Rewind to where we talked about each sperm and egg cell containing half the usual chromosomes. That’s correct, but it doesn’t mean that each egg and sperm cell is identical. Through the process of DNA recombination, bits of chromosomes get swapped around, leaving a patchwork of maternal DNA in each egg and a patchwork of paternal DNA in each sperm. This is why twins born from two separate eggs and sperms are non-identical. 

Sometimes as these two embryos start to develop in the womb, one can supersede and even absorb the other. Some call this “vanishing twin syndrome”.  The mother may be completely unaware there were ever two embryos in her womb at all; the child, when they’re eventually born, would therefore have no idea they once had a sibling whose genetic material is now inside them. This is tetragametic chimerism.
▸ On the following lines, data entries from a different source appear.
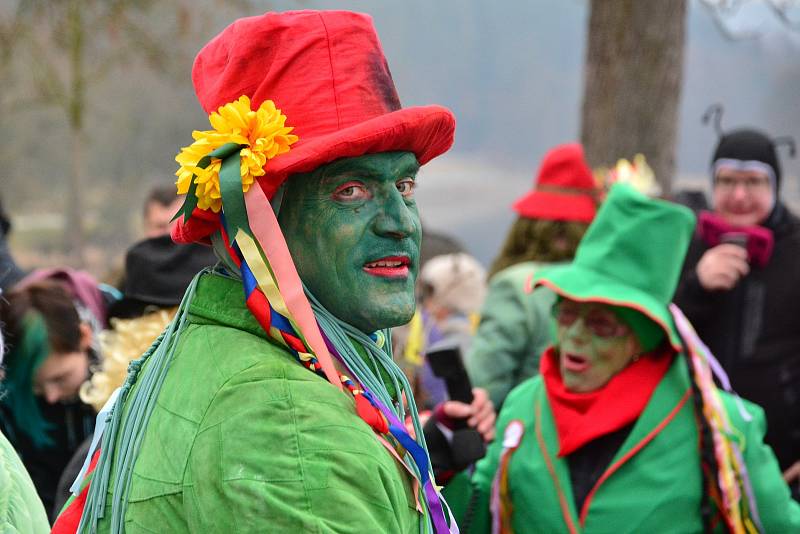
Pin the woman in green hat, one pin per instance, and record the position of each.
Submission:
(624, 429)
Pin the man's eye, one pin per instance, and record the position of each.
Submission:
(406, 187)
(351, 191)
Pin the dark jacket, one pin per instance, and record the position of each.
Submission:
(72, 424)
(754, 331)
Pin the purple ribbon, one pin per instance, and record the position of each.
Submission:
(420, 457)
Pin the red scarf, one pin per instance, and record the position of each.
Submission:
(583, 417)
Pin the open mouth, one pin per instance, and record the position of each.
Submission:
(389, 267)
(574, 363)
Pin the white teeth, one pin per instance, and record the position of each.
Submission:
(385, 264)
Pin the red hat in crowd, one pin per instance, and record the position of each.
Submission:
(564, 190)
(325, 70)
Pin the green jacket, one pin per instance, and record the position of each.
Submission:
(21, 510)
(245, 439)
(513, 332)
(653, 483)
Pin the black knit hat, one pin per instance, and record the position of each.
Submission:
(749, 145)
(157, 272)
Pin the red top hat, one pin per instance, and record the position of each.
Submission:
(564, 189)
(325, 70)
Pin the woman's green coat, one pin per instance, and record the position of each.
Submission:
(653, 483)
(21, 510)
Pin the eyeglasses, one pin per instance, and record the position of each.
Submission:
(729, 184)
(601, 322)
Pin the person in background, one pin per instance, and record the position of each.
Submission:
(739, 286)
(160, 206)
(159, 271)
(49, 357)
(21, 509)
(624, 429)
(10, 273)
(552, 219)
(451, 290)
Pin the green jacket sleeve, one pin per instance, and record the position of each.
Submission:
(21, 510)
(776, 508)
(513, 332)
(288, 454)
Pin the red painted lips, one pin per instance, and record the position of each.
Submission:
(574, 363)
(389, 267)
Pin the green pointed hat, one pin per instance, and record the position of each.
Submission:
(631, 256)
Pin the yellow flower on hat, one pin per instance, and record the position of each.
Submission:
(262, 135)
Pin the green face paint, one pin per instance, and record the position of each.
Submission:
(588, 360)
(354, 233)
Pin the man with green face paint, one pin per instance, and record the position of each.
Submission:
(271, 403)
(359, 214)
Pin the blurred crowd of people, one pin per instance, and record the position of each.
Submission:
(643, 358)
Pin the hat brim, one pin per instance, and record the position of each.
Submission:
(584, 285)
(426, 131)
(556, 206)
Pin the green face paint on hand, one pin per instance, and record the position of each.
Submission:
(354, 233)
(593, 345)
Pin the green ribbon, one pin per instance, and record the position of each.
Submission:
(224, 152)
(233, 206)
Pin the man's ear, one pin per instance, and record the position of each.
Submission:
(86, 336)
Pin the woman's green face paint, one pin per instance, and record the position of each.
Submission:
(354, 233)
(593, 344)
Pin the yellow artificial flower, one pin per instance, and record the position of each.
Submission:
(262, 134)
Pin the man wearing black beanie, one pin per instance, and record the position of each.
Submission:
(739, 286)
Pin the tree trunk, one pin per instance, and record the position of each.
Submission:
(73, 228)
(632, 85)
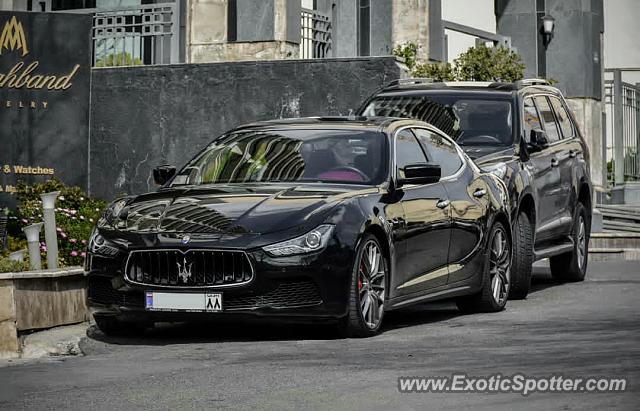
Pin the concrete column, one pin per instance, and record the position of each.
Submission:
(265, 30)
(33, 240)
(50, 234)
(618, 129)
(588, 114)
(206, 29)
(410, 23)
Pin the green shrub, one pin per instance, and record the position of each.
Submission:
(10, 266)
(76, 214)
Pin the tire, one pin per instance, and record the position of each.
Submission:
(572, 266)
(521, 265)
(360, 322)
(496, 276)
(113, 327)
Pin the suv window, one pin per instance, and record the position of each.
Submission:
(408, 151)
(549, 120)
(531, 118)
(563, 117)
(439, 151)
(469, 120)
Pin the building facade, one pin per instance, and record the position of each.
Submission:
(144, 32)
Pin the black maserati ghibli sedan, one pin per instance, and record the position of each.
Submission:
(319, 219)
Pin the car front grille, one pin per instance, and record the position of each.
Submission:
(300, 293)
(101, 291)
(193, 268)
(285, 295)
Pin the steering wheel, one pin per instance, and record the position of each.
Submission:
(352, 169)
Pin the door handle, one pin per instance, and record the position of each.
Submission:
(479, 193)
(443, 204)
(396, 221)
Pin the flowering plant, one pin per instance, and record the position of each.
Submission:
(76, 214)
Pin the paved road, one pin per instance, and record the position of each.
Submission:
(590, 328)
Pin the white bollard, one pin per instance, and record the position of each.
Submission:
(33, 239)
(50, 235)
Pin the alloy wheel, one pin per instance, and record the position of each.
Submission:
(372, 274)
(499, 266)
(582, 242)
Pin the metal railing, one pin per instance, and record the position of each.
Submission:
(622, 106)
(315, 35)
(135, 35)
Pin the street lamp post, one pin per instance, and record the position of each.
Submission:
(547, 28)
(50, 235)
(33, 240)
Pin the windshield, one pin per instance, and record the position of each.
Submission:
(470, 121)
(354, 157)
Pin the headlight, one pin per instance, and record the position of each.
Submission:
(314, 240)
(98, 245)
(111, 216)
(499, 170)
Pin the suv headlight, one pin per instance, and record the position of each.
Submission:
(315, 240)
(499, 170)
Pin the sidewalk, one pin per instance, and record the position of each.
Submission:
(54, 342)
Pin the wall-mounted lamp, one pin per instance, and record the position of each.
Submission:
(548, 26)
“I absorbed my twin sister, so I carry her DNA and cells within my body,” explained TikTok user Rachelle (@radrachelle) in a viral video. She discovered the condition as a teen, but had always carried physical signs of her chimerism: two different colored eyes, and different skin pigmentation on each side of her body. These physical indicators are often, but not always present.

Neither Fairchild nor Keegan were known to have any indicators of their chimerism. Keegan was discovered to have different DNA profiles in cells throughout her body, in contrast with Fairchild’s case where the DNA lineages were very localized. 

“The oft-taught equation of ‘one individual, one genome’ fails to capture the full complexity of reality,” writes Lise Barnéoud in her book Hidden Guests: Migrating Cells and How the New Science of Microchimerism Is Redefining Human Identity. In an extract published by Live Science, Barnéoud goes on to say, “What seemed a long-established and unshakable certainty, even to me, has turned out to be imperfect knowledge in need of revision. We know too little about our own biology to have blind faith that DNA profiling will always reveal a person's identity or origins.”

“It's impossible to know how many Karen Keegans and Lydia Fairchilds exist. Most of the time, the existence of chimeric cells from vanished twins goes unnoticed.”

How trustworthy is DNA evidence?

DNA still plays a massive role in criminal investigations and it’s incredibly useful, but as these cases illustrated, it’s not infallible.

Most people are not chimeras; but some people are, many of them have absolutely no idea about it, and it’s only likely to become relevant during a vulnerable time like a court case or medical investigation, when it’s more important than ever that the truth becomes known.

“Our ultimate proof is far from foolproof,” Barnéoud writes. “Yet it is very often used to determine relationships, prove or disprove paternity, evaluate applications for family reunification, or convict persons otherwise presumed innocent.”